Messing data could be a important feature

handling missing data

Listwise deletion 删除有缺失值的所有行

现实中删除行不可行，test-set里面也有缺失，又不能丢

If you are confident that the missing values in your dataset are occurring at random, (in other words not being intentionally omitted) the most effective and statistically sound approach to dealing with them is called ‘complete case analysis’ or listwise deletion.

// 删除至少有一个缺失值的所有行
df.dropna(how='any')
// 删除特定列有缺失值的行
df.dropna(subset=['VersionControl'])
// 删除有缺失值的列
df.dropna(how='any', axis=1)

Replacing with value

注意：要用trainset的均值(或其他属性值)去填充testset，具体可以看：https://www.zhihu.com/question/268540071

替换策略：
- 对于Categorical columns：用’None’或出现频率最高的类替换
- 对于Numerical columns：用稳定中心值替换，如mean，median
- cons：it can lead to biased estimates of the variances and covariances of the features. （产生有偏估计）；the standard error and test statistics can be incorrectly estimated so if these metrics are needed they should be calculated before the missing values have been filled.

// inplace 表明是否在原有df上替换
df['VesionControl'].fillna(value='None Given',inplace=True)

// 这些计算默认会排除缺失值
df['ConvertedSalary'].mean()
df['ConvertedSalary'].median()
df['ConvertedSalary'].fillna(df['ConvertedSalary'].mean(),inplace=True)
// 均值小数位多，可以转int
df['ConvertedSalary']=df['ConvertedSalary'].astype('int64')
// or Python中的round方法默认采用四舍五入规则，即当舍去部分为5时，向偶数方向舍入。
df['ConvertedSalary'].fillna(round(df['ConvertedSalary'].mean()),inplace=True)

Recording missing values

有时候，一个列是否有缺失值可能很重要

df['SalaryGiven']=df['ConvertedSalary'].notnull()
df.drop(columns=['ConvertedSalary'])

handling data issue

字符串替换

删除英文数字中的逗号

df['Salary']=df['Salary'].str.replace(',','')

改变特征数据类型

比如以上，删除逗号后，数据类型依然是字符串

df['Salary']=df['Salary'].astype('float')

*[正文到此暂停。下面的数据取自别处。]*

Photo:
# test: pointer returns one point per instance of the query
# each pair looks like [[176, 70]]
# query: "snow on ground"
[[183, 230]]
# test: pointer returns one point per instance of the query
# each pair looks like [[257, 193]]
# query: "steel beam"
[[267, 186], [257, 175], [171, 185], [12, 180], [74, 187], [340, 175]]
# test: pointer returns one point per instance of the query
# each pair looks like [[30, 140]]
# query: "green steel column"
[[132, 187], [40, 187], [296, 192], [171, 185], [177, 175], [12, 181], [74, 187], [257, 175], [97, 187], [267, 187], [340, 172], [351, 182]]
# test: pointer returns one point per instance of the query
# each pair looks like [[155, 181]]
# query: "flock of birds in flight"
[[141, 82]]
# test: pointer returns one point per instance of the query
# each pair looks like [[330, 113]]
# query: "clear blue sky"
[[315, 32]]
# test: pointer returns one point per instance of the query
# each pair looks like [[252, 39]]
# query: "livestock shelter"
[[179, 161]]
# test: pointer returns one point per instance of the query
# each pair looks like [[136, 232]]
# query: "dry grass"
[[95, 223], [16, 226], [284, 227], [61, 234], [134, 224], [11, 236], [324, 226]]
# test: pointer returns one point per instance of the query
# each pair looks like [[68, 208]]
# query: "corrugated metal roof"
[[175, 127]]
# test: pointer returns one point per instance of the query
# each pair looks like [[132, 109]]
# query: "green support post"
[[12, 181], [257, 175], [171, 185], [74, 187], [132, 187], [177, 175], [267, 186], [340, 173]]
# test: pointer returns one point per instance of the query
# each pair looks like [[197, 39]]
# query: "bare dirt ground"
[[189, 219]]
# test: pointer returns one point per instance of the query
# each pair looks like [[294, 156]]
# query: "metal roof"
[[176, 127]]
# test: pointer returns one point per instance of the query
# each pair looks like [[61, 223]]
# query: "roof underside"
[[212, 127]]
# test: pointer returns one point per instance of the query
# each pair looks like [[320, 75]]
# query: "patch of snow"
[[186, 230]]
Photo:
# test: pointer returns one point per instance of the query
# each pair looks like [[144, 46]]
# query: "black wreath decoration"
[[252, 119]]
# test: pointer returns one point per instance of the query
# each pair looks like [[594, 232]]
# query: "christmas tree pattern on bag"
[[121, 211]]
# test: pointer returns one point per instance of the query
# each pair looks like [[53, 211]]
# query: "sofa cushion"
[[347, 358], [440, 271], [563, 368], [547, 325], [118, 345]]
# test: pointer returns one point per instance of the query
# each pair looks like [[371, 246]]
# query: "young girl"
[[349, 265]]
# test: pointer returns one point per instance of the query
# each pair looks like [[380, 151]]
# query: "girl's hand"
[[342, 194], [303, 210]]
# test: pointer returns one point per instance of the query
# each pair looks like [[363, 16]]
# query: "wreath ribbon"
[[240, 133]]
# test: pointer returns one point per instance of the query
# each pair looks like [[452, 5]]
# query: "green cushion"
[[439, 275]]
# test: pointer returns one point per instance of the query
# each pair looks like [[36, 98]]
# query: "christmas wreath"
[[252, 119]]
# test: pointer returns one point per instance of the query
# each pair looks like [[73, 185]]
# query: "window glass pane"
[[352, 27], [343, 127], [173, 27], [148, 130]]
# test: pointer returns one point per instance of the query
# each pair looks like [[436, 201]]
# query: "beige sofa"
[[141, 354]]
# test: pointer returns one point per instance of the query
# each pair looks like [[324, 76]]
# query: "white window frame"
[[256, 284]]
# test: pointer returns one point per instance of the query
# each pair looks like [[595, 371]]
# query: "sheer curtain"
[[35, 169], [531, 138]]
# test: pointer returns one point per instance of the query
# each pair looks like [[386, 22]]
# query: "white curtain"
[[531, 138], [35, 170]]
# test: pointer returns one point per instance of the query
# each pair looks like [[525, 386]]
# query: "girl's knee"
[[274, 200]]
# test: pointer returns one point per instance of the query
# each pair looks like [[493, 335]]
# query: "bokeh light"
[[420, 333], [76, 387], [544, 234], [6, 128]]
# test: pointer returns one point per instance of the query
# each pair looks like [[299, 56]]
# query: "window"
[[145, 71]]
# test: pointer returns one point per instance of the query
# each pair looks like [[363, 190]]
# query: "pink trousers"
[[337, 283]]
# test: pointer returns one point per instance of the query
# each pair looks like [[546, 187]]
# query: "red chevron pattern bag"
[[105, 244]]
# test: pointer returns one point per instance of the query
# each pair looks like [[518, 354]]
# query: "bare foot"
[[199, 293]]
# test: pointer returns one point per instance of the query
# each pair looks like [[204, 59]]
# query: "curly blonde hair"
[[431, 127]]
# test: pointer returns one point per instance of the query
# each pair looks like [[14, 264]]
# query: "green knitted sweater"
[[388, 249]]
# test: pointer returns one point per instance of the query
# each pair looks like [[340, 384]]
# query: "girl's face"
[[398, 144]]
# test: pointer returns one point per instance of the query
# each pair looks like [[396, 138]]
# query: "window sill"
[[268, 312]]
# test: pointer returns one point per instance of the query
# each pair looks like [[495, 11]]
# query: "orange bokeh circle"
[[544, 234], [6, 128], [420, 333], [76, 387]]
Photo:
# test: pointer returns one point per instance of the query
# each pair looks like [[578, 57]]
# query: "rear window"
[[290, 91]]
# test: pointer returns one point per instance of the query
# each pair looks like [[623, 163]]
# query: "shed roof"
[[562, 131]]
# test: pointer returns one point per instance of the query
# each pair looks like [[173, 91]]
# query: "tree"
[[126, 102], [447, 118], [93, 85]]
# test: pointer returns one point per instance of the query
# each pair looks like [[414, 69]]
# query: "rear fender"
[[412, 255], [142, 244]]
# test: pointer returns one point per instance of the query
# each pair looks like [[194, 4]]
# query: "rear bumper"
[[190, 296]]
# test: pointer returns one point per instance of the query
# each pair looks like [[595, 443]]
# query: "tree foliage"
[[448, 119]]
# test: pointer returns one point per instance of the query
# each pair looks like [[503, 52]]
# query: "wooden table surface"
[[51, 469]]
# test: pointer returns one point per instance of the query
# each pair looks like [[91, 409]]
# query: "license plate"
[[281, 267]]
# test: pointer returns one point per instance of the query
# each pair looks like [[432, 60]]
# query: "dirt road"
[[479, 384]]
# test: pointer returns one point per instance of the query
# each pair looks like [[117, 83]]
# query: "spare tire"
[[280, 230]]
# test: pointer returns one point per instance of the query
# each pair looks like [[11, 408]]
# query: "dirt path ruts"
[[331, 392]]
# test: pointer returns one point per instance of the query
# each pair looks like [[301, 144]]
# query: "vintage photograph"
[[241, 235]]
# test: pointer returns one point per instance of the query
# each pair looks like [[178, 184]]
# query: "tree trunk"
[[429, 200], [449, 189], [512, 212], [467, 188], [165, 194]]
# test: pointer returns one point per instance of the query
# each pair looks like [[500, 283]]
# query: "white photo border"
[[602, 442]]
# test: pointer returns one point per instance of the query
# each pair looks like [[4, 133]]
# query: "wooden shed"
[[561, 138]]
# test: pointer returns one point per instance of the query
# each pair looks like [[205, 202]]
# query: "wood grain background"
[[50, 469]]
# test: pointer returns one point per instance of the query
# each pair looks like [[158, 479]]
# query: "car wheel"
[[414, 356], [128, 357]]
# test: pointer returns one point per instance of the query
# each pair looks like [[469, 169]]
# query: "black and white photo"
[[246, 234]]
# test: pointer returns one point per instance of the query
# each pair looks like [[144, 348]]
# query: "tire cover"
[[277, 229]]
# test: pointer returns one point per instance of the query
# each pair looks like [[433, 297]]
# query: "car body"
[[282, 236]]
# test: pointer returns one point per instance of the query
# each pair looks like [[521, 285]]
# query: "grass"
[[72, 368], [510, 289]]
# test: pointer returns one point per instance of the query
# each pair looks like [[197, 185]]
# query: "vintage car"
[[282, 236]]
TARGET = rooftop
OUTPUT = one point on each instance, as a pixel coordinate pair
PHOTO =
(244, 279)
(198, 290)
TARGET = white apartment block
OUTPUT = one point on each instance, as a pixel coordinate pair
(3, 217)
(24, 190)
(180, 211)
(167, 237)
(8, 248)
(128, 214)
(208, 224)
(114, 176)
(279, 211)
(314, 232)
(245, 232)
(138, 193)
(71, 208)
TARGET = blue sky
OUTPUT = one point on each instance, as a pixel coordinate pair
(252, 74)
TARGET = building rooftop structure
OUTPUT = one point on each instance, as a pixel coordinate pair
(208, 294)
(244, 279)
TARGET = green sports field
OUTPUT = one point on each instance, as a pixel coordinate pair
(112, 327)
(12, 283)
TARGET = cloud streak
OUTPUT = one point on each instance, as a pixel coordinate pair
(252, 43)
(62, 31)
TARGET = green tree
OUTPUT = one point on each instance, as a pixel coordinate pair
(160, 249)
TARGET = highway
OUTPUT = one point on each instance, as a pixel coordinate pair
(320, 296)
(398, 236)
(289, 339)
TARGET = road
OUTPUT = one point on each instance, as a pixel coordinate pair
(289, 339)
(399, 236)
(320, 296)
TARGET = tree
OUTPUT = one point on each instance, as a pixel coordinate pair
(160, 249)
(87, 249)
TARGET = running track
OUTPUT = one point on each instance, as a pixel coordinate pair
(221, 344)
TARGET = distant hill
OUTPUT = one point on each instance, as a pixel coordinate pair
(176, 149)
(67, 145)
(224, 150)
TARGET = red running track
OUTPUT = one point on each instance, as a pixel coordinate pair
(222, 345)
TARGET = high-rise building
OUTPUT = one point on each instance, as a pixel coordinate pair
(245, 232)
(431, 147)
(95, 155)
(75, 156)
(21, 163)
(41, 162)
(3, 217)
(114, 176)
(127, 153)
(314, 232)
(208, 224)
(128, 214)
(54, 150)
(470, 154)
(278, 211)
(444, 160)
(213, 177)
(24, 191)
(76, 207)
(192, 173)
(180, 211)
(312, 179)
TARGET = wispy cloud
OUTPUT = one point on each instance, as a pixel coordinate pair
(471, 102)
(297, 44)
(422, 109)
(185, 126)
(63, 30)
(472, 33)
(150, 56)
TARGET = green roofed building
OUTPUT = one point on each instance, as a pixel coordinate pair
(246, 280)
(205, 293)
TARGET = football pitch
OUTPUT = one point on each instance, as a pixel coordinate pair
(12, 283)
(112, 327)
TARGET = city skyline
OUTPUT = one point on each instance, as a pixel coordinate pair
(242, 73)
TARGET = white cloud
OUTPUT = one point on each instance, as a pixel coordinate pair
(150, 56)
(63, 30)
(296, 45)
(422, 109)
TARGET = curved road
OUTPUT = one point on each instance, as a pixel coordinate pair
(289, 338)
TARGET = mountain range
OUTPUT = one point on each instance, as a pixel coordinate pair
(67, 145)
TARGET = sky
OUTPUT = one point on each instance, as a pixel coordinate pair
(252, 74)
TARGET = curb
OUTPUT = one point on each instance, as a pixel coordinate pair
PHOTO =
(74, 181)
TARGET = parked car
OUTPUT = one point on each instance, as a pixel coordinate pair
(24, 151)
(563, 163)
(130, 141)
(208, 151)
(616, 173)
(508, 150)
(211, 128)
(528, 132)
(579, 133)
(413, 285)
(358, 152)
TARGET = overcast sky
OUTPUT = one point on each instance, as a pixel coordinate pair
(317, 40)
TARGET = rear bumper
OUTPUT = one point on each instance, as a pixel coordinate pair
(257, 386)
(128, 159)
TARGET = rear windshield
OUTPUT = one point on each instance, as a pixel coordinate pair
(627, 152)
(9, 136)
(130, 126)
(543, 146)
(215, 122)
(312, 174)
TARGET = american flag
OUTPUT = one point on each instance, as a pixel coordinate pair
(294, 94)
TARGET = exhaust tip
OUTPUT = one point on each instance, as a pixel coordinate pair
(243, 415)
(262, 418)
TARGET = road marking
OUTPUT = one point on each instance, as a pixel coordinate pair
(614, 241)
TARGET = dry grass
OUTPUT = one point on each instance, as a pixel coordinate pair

df['col'] = pd.to_numeric(df['col'], errors='coerce')
// 使用to_numeric()函数将其中一个列的数据转换为数字类型。errors='coerce'参数用于指定在转换过程中遇到无法转换的数据时，将其转换为NaN值。

Normalization

Data distribution

除了基于树的模型，几乎所有模型都要求特征具有相同的比例（且假设数据是正态分布的）
但是对树模型执行min-max scaling是有利于训练速度提升的

histogram

import matplotlib.pyplot as plt
pd.hist()
plt.show()

box plots

截屏2023-02-25 15.28.20

不在[$Q1-1.5IQR$，$Q3+1.5IQR$] 范围内的都是离群点（outliers）

import matplotlib.pyplot as plt
pd[['column_1']].boxplot()
plt.show()

Pairplot distribution

查看不同feature之间的关联度

import seaborn as sns
sns.pairplot(df)

plt.show()

df.describe()

df.describe()

Scaling ans transformations

注意：无论什么方法，都使用训练集最大最小值进行测试集缩放：

在对测试集进行特征数据缩放时，应该使用训练集的最大值和最小值进行缩放，而不是使用测试集的最大值和最小值。这是因为模型是在训练集上进行训练的，训练集的特征数据范围和分布情况更能够反映模型应该学习的数据模式。因此，对测试集进行特征数据缩放时，应该使用训练集的缩放参数，以保证模型对测试集的预测能力。
具体来说，可以在训练集上计算特征数据的最大值和最小值，并使用这些参数对训练集和测试集进行特征数据缩放。这样可以保证训练集和测试集使用相同的缩放参数，从而使得模型对测试集的预测结果更加准确和可靠。在实际应用中，可以将训练集和测试集的缩放参数保存下来，以便在使用模型进行预测时进行缩放操作。

Min-Max scaling

Use when you know the the data has a strict upper and lower bound.
线性缩放到$[0,1]$，不会改变值的分布（只改变值的大小比例）

from sklearn.preprocessing import MinMaxScaler
scaler = MinMaxScaler()

scaler.fit(df[['Age']])

df['normalization_age'] = scaler.transform(df[['Age']])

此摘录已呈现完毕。